I don't know which country you are in, but in the United States every single car is sold with it's HP and Torque claims loudly and proudly marketed. In the past car companies used to claim ridiculous HP and Torque until they were sued and now have to publish *when* that power occurs (lb-ft@rpms).
The same way with response time. Companies used to shift all kinds of claims about what mattered when it came to response time in a monitor until they had to step into court and codify what they meant. That led to the now standard of reporting "Grey to Grey." Industry didn't just decide to be less vague and more accurate with their marketing claims because people wanted them to, they did it because people made them through the court system.

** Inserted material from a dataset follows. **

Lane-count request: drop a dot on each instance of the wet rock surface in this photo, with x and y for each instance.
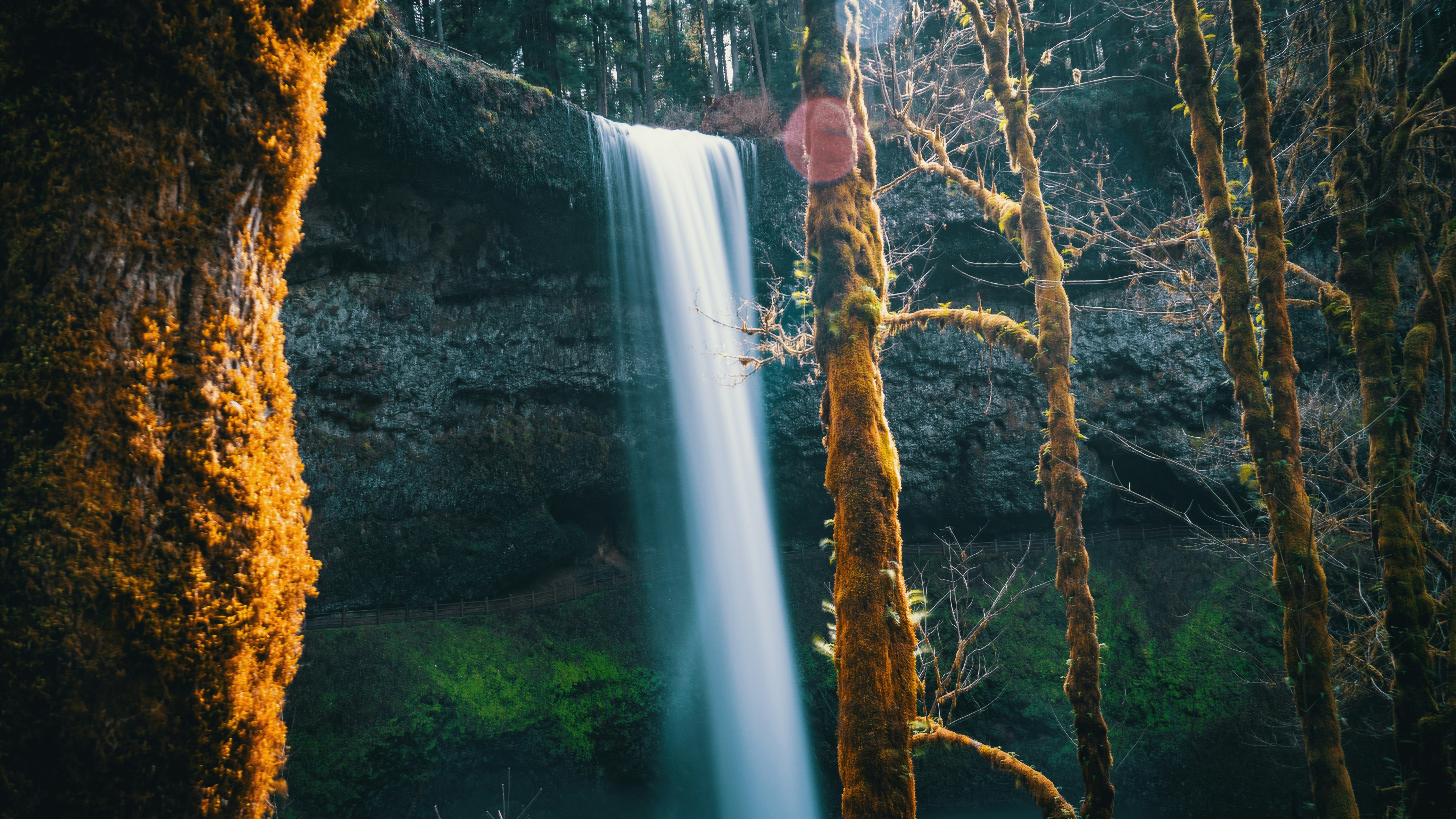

Whether this particular case prevails isn't particularly relevant to the process I'm describing to you. The conversations that occur in the court will become part of the body of our law that will direct future court proceedings. Eventually that body of law will build up into a formal understanding of the thing ("core" in this case). That's different from informal understandings of a thing, which is where were are now.
/facepalm
Yes, they publish peak HP and torque numbers, but they do not publish HP and torque curves.
What you're saying is akin to consumers assuming performance based on number of cylinders and displacement, and then wondering why a DOHC direct inject engine performs better than a pushrod carburetor engine of the same cylinder count and displacement. Number of cores is the number of cylinders. Clock speed is the displacement. Architecture is your intake, exhaust, cam, fuel delivery, etc. Car companies publish peak HP and torque numbers. They don't publish HP and torque curves, which determines how the engine performs throughout the RPM range, and they don't publish numbers on how the transmission performs. Similarly, AMD publishes and advertises performance in certain benchmarks, but they do not publish numbers on a wide range of software.
In case you still don't get it, the technical existence of 8 cores is in no way similar to MPG, HP, torque, or any other specification. The closest match will be number of cylinders. Claiming a Bulldozer core can't be considered as a full core is most similar to saying that a pushrod cylinder cannot be considered a full cylinder because it doesn't perform as well as a DOHC cylinder.